Alla corte di “Re pace” abbiamo capito una cosa: invadi e ottieni, i vari Putin potranno arrivare ovunque
Alla Casa Bianca, ieri 18 agosto, è andata in scena la grande rappresentazione della pace. Volodymyr Zelensky, circondato da Trump e dai leader europei, ha portato con sé il volto stanco di un Paese che combatte da più di tre anni. L’ospite d’onore, però, non era lui. L’ospite invisibile, quello che aleggiava su ogni frase, era Vladimir Putin. Trump si è proposto come “Re pace”, arbitro di una trattativa che dovrebbe chiudere la guerra. Ma il copione, se lo leggiamo fino in fondo, è amaro: la pace che si sta immaginando non è quella della giustizia, bensì quella della resa mascherata. Perché se per fermare i bombardamenti dovremo riconoscere a Putin dei territori che non gli appartengono, allora il messaggio al mondo è chiaro: invadi, massacra, resisti abbastanza a lungo, e alla fine qualcosa ti resterà in mano.
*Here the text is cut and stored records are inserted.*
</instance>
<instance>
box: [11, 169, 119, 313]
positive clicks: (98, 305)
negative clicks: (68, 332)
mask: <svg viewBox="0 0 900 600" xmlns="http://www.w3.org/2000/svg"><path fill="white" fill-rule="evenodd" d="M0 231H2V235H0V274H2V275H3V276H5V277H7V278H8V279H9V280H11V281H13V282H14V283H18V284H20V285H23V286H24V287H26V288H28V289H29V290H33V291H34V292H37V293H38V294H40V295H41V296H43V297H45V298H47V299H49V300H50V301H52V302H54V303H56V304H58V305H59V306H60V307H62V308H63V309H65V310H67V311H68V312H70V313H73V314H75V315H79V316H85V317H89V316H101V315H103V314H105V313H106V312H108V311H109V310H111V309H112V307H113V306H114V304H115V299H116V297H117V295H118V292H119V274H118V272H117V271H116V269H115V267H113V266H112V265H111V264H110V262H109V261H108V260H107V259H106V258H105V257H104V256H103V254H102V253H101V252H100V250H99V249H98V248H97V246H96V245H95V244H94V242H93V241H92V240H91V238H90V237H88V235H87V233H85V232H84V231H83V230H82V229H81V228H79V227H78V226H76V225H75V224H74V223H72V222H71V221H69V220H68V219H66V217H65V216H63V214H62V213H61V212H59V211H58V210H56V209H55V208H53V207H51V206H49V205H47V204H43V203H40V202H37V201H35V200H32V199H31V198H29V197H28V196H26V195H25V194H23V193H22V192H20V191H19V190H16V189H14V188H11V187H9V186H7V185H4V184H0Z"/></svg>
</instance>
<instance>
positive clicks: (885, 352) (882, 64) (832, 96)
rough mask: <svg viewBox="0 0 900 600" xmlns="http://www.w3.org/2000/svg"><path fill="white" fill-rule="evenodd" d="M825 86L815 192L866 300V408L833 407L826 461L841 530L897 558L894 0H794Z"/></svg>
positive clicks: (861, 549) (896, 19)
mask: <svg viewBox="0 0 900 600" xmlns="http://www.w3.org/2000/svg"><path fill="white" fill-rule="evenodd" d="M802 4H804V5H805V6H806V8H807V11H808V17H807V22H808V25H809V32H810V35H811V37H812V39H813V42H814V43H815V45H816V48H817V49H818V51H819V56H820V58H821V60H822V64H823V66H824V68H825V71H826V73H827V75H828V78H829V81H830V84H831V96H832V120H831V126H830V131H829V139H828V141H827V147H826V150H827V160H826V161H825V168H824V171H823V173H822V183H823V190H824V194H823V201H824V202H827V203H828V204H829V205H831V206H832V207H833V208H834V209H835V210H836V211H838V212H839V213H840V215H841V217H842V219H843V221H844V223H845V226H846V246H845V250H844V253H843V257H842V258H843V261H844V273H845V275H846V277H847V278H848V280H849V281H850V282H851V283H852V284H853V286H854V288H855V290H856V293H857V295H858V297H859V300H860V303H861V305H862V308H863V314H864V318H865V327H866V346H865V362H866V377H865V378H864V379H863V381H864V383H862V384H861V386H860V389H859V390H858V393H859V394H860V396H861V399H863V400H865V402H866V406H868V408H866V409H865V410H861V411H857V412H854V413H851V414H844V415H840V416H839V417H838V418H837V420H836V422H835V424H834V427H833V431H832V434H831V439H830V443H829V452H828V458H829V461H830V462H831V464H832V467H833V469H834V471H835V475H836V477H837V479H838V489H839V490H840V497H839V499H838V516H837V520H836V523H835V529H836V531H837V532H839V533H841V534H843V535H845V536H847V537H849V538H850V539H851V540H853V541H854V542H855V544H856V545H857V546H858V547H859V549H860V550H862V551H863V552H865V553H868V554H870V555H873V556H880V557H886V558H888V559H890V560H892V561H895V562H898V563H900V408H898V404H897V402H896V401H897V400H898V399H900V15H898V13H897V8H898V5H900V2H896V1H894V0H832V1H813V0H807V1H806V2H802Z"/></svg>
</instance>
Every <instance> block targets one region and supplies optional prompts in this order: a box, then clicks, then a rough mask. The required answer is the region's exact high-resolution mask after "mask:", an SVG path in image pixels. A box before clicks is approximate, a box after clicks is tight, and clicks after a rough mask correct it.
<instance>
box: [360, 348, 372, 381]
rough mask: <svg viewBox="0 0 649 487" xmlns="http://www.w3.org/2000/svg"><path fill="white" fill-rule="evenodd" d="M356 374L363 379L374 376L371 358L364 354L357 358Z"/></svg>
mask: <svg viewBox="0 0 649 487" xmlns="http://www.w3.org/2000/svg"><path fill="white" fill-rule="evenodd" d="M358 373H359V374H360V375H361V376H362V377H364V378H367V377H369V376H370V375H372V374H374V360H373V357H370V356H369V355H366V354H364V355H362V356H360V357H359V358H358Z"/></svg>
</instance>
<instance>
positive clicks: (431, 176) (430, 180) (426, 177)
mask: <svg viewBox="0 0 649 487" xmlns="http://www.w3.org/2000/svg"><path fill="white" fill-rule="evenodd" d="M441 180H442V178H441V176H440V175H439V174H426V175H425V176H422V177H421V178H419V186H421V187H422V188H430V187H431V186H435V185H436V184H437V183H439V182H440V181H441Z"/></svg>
È una lezione pericolosa. Non solo per l’Ucraina, ma per ogni democrazia che vive accanto a un autocrate. Oggi tocca a Kiev. Domani a chi? I vari “Putin” che abitano il pianeta hanno assistito allo spettacolo di Washington: hanno visto che la comunità internazionale, pur indignata, alla fine si piega al fatto compiuto. Zelensky ha parlato con la forza di chi non vuole cedere, ma i sorrisi diplomatici e le frasi di circostanza hanno reso l’atmosfera surreale. Il rischio è che il sangue versato a Bucha, a Mariupol, a Kharkiv diventi merce di scambio. Come se la sofferenza di milioni di persone potesse essere barattata per qualche tavolo negoziale in più.
Alla corte di “Re pace”, Trump si erge a garante di un equilibrio che però rischia di legittimare la violenza. Non è pace, è un premio all’aggressore. Ed è questo che fa più paura. Perché se il mondo accetta che chi invade ottenga, allora i confini non sono più linee di diritto, ma obiettivi di conquista.
Eppure, in questo scenario, c’è una sola parte per cui io tifo: quei bambini ucraini rapiti e deportati, quelle famiglie spezzate, dilaniate dalla violenza russa. È a loro che va il mio pensiero. La loro vita, la loro libertà, la loro rinascita devono essere la vera vittoria. Perché l’Ucraina non sarà soltanto un Paese da ricostruire: sarà un Paese vivo, colorato, rinato dalle macerie di una violenza ingiustificata.
Un’ultima nota su Trump: dolente o nolente, giusto o sbagliato, bisogna riconoscergli una cosa. Fa quello che dice. Non è poco, in un mondo di promesse che evaporano. Ma la sua coerenza resta quella di un imprenditore che agisce seguendo interessi concreti, non ideali universali. È qui che nasce l’ambiguità: se da un lato garantisce serietà d’azione, dall’altro resta il dubbio che la pace, più che giusta, potrebbe rivelarsi soltanto conveniente. Perché sì, è bello finalmente vedere protagonisti che parlano di fermare il massacro: ogni vita salvata è un passo verso la vittoria della dignità. Ma guai a confondere questo con il trionfo di Putin. La prima vittoria sarebbe ogni bambino restituito alla sua casa, ogni famiglia che sopravvive. La seconda, quella che rischieremmo davvero di consegnare, sarebbe proprio a chi questa guerra l’ha iniziata. Perché usare il condizionale? Non sarebbe. Sarà. Lo è già. E noi staremo a guardare. Mi chiedo e vi chiedo: e dopo? Alla corte di “Re pace” abbiamo capito una cosa: se questo è il modello, i vari Putin potranno arrivare ovunque.